One is grateful for the harrumphing Ian McKellan as an attendant changed into a clock. Josh Gad’s gay buddy LeFou is a feature, not a bug. The hot topic of his gayness is hotter to those who never attended the careers of Edward Everett Horton and David Wayne as the best friend types in classic musicals. While LeFou angers all the right people, it doesn’t change the basic uninteresting dynamic of this romance.
The movie sprints between the castle and the village, but there’s no way to cut around Emma Watson’s inexperience as a leading lady—this perennial girl next door doesn’t have the incandescence to light up this movie. She’s maternal, not ardent, and she never really wrestles with her feelings. (Stevens’ beast roars and leaps, but he’s a big softy; there are teddy bears that have more masculine threat.)
Condon sources Busby Berkeley to the “Be Our Guest” number, with plates and napkins whirling in formation; the tune salutes the bending over backwards required in a service economy, honoring the servant who longs to serve. One never feels the sorrow or anger of humans turned into objects just because they were at the wrong place and the wrong time. The ADD franticness of this enchanted supper could be contrasted with the pensiveness of Alison Sudal whipping up the strudel out of the air in Fantastic Beasts.
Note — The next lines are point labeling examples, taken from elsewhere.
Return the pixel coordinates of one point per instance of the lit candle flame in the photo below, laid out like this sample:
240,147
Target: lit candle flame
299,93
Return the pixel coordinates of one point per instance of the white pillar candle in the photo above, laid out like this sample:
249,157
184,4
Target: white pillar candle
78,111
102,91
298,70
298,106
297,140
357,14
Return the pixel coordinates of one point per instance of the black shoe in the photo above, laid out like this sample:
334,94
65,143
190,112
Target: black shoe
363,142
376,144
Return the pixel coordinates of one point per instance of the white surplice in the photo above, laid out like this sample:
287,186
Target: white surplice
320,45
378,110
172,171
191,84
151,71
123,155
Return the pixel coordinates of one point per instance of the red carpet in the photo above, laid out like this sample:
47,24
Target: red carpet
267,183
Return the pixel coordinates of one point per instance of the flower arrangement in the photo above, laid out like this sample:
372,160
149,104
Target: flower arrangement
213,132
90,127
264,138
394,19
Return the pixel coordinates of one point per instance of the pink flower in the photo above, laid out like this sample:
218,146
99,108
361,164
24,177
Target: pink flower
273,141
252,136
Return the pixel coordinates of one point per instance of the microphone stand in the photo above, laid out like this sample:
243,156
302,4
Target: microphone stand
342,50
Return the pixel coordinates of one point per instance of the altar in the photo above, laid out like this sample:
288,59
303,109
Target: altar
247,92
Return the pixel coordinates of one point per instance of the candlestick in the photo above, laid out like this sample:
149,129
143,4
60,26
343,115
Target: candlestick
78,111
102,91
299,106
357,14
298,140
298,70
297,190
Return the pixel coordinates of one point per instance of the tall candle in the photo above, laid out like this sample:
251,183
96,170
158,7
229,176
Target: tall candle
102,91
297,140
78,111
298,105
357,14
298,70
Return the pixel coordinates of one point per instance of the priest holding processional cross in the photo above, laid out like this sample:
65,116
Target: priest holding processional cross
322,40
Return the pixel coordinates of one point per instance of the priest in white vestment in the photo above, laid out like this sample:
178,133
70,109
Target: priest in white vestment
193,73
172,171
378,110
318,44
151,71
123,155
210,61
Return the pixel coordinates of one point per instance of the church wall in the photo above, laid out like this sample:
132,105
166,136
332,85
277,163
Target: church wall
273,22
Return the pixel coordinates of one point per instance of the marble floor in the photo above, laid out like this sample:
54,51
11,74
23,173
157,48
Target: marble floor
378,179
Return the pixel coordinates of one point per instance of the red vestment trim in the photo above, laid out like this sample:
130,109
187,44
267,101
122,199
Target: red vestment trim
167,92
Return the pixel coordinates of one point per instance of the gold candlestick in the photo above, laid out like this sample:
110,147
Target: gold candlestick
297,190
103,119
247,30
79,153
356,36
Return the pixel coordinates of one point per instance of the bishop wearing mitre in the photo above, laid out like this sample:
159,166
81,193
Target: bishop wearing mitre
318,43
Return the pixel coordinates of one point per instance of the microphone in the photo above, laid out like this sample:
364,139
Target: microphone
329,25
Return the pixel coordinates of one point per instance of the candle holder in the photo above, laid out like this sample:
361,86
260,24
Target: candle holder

At one point, a magic book in the Beast’s library leads Belle and the Beast to a garret inside a Montmartre windmill, and the exteriors of Paris at night are as foreboding as a Gustave Dore illustration—it’s some of the only original material in this remake, a rare instance of surprise in this movie.
Beauty and the Beast
Directed by Bill Condon. Starring Emma Watson, Dan Stevens and Luke Evans. PG. 129 mins.